Strzały, jakie padły w Pensylwanii podczas wiecu przedwyborczego Donalda Trumpa, i w których wyniku został on lekko ranny (w górną część prawego ucha), nie mogą być zaskoczeniem. To jest po prostu tradycja „krynicy demokracji liberalnej”, za jaką chce uchodzić Ameryka i jak ją postrzega polska elita polityczna. Zwłaszcza jej lewicowo demoliberalna część. Nie warto na razie roztrząsać szczegółów tego zamachu, bo najprawdopodobniej śledztwo będzie się ciągnęło latami i niewiele wyjaśni, jak w przypadkach np. Johna F. Kennedy’ego, czy jego brata Roberta. Trzeba podkreślić jedynie, iż zamachowiec strzelający do 45 Prezydenta USA nie był wysoce profesjonalnym snajperem. Strzelał z dachu jednej z okolicznych budowli z karabinu wyposażonego w lunetę i tłumik. Być może Trumpa od śmierci – strzelec jak widać mierzył w głowę – uratowała czapka z daszkiem rzucająca cień na jego twarz i to że równocześnie ze strzałem Trump odwrócił głowę na bok. Poza tym snajper zajmował miejsce „pod słońce”. Został on zabity na miejscu przez US Secret Service. Zginęła też jedna osoba, a inna odniosła ranę w rękę.
Trzeba jednak ów akt terroru rozpatrywać w szerszym kontekście. Otóż w dniach 15-18.07.br. ma się odbywać w Milwaukee konwencja Partii Republikańskiej. Trump jest stuprocentowym pewniakiem na otrzymanie mandatu partii w listopadowych wyborach. Ok. 50 000 bossów i zwolenników partyjnych (sądzi się że będą to głównie „trumpiści”) będzie debatować i ustalać taktykę wyborczą. Republikanie wg. sondaży są zdecydowanymi faworytami zarówno w wyborach prezydenckich, jak i do obu izb Kongresu. Sprzyja temu atmosfera wokół Joe Bidena. Chodzi o jego dramatyczny stan zdrowia, jaki obserwuje się w ostatnich miesiącach, a co mainstream polityczno- medialny skrzętnie ukrywał przed opinią publiczną. Dziś, gdy te same media głównego nurtu o tym informują zaprzeczając swoim doniesieniom sprzed kilkunastu tygodni, topią nie tylko samego Bidena, lecz całą elitę demokratów, która w tych kłamstwach uczestniczyła.
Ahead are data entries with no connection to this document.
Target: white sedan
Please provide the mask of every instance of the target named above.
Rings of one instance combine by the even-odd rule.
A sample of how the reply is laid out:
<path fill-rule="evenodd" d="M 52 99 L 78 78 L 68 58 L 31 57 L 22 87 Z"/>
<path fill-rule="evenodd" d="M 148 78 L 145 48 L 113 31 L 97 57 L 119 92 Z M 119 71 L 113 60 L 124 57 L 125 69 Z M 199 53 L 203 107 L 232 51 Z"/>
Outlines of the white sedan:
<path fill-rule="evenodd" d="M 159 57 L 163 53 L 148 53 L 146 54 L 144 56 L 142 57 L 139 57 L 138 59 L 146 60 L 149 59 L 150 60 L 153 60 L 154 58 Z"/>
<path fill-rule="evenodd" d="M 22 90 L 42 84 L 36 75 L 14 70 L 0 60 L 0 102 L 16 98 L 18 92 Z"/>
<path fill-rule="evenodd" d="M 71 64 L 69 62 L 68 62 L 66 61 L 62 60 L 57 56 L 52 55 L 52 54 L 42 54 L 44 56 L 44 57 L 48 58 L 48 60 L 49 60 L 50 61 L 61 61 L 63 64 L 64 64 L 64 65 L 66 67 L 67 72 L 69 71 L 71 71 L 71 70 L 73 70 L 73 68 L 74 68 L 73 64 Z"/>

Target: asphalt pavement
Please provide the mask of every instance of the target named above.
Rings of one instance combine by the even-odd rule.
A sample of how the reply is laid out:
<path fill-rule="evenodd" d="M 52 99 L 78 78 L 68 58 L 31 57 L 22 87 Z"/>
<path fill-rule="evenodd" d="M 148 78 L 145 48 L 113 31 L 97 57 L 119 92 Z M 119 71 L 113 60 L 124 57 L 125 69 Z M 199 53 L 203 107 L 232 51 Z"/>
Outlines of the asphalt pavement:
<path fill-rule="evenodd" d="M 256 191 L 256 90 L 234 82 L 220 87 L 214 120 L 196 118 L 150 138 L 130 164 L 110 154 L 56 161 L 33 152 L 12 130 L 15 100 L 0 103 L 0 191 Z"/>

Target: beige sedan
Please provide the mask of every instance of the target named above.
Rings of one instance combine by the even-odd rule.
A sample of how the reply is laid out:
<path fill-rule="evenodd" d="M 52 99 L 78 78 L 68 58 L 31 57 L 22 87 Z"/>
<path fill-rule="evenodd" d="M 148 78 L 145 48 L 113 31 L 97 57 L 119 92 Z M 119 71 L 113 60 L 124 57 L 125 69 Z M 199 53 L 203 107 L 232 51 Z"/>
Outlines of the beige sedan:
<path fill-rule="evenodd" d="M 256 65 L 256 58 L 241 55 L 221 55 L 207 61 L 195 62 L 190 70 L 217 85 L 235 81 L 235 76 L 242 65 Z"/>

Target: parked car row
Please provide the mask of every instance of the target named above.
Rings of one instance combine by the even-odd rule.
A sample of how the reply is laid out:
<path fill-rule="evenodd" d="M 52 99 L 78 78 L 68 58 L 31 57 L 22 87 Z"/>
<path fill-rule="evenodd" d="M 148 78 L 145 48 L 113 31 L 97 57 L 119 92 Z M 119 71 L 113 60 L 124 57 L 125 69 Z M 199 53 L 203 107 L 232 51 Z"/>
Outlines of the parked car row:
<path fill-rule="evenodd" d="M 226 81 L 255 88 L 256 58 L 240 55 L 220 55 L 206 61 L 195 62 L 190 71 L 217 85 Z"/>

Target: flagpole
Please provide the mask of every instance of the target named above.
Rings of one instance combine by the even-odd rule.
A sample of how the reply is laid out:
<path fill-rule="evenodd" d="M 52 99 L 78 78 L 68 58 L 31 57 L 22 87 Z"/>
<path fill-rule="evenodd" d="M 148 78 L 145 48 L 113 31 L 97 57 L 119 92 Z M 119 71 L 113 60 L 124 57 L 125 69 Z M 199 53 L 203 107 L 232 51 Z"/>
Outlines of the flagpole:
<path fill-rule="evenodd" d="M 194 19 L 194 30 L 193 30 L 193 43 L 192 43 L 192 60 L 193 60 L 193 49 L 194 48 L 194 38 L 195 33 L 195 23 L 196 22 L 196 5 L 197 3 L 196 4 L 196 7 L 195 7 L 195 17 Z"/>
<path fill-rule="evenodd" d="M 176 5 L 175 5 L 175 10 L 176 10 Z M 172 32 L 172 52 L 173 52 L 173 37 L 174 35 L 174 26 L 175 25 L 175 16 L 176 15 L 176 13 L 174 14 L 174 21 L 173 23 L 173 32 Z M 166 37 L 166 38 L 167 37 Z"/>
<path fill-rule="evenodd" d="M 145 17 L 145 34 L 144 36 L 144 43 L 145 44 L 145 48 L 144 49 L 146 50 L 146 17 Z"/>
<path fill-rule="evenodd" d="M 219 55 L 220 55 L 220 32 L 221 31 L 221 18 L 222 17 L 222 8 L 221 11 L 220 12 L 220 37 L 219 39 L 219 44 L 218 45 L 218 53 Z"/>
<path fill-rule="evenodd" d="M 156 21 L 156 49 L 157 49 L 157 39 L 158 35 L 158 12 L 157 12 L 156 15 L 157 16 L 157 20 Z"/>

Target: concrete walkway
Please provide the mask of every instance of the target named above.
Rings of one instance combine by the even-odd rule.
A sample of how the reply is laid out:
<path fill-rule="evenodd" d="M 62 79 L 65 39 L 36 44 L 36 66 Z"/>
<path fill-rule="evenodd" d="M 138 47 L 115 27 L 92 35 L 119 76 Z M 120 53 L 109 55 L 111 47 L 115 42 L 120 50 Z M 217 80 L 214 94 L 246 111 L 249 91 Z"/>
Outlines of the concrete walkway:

Ale te elementy składające się na obecny stan mentalny społeczeństwa amerykańskiego, w połączeniu z wieloletnią, medialną kampanią nienawiści utożsamiającą Trumpa z absolutnym złem , zaś jego zwolenników stygmatyzująca en bloc mianem niewykształconych, ciemnych „buraków” i prymitywów godnych pogardy, w połączeniu z rosnącą jego przewagą w sondażach nad Bidenem musiała w świadomości żarliwych, emocjonalnie niezrównoważonych przeciwników wywołać przerażenie i strach. I niewykluczone, iż jakiś osobnik z obozu liberalno-demokratycznego po prostu „nie wytrzymał”.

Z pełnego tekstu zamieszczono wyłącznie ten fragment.